そこで見たのは、集落に住む子ども達が池と化した庭先で水に浸かって遊んでいる姿でした。水面は自分の背丈ギリギリなのに、怖がったり悲しんだりするのではなく笑顔を浮かべてこちらに手を振ってくる子どももいました。なんだか強くて、ある意味において豊かだなと感じました。人が置かれる環境というものは穏やかなのが一番なのかもしれませんが、一方で何か外的要因に影響されることで人は強くなり、場合によっては豊かになったり美しくなったりするのだと思います。災いはけっして歓迎できることではないけれど、人はそれなりに乗り越えていく術をなんとかして編み出すことができるのかもしれません。
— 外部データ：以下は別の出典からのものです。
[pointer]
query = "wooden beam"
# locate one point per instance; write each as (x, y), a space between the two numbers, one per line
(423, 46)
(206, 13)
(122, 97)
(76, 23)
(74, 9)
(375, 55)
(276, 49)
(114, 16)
人の最たる弱さというものは自分の中にあり、それを克服するのはなかなか容易なことではないといいます。自らの弱さに気付き、それと折り合いをつけながら生きていくのはやっかいなことだけど、きっとそういったプロセスが人を魅力的にしていくのかな、なんて感じています。今年もたぶんいろいろなことがあるのでしょうが、自分らしく生きていけるように少しでも日常を創造的に過ごせたらと思っています。
おかげさまで「Shift!」も創刊2年目を迎えます。手に取って読んでいただいている方々には本当に感謝するとともに、みなさまのご健康を心から願っております。